The benchmark aluminium price on the LME surged 27 percent in the seven months to the end of August to an 18-month peak. It has since given up some of those gains but is still up about 10 percent so far this year.

The rally was partly driven by speculators, who expected the market to swing into deficit this year after many years of overproduction and surpluses.

SMELTERS FIRING UP

The consensus median forecast of analysts polled by Reuters in July was for a surplus of 235,500 tonnes this year, moving to a deficit of 4,444 tonnes in 2015. A significant minority of analysts expected a deficit in both years.

Those deficit forecasts were partly based on moves by aluminium producers around the world in recent years to slash capacity by millions of tonnes, but analysts may have to rejig their estimates as some smelters start firing up again.

Chinese restarts are the main focus, since many high-cost smelters were hit hard by the price declines but have now moved into the black.

So far this year, some 1.3 million tonnes of annual capacity has gone back online in China, according to Richard Lu at consultancy AZ China in Beijing.

"We suppose there might be some small additional restarts in the northwest like Gansu Province ... and the (restarts) number for the full year will be about 1.6 million tonnes per annum," he said.

Chinese primary aluminium output rose 8.8 percent year-on-year to 2.027 million tonnes in August, the first time it has broken above the 2 million mark, Commerzbank (Xetra: CBK100 - news) said in a note.

Most of the Chinese restarts have been based on promised government subsidies, Lu added.

RUSAL QUESTION

So far, there have not been widespread moves to restart shut smelters outside of China, but continued firm prices and strong premiums could tempt some producers, analysts said.

Japanese aluminium premiums were set last week mostly at record highs of $420 a tonne, up 70 percent from a year ago, while European and U.S. premiums have been hovering at record levels.

The world's biggest aluminium producer, United Company Rusal (HKSE: 0486.HK - news) , said on Tuesday that about 40 percent of mothballed capacity could be restarted if prices were buoyant.
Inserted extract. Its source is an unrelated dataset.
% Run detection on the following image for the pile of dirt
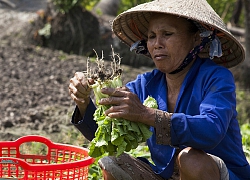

"I am tipping Rusal will bring a plant back soon, maybe even this year, but Alcoa (NYSE: AA - news) won't even think about it until the LME is at $2,700," Paul Adkins of AZ China said.

Despite possible restarts, Rusal forecasts a global market deficit of 1.2 million to 1.3 million tonnes next year, down from a deficit of 1.5 million this year, First Deputy Chief Executive Vladislav Soloviev said.

While closed smelters owned by Alcoa Inc would need an LME price of at least $2,500 a tonne to make restarting profitable, Rusal could do so at a lower price, AZ China's Adkins told the Reuters Global Base Metals Forum.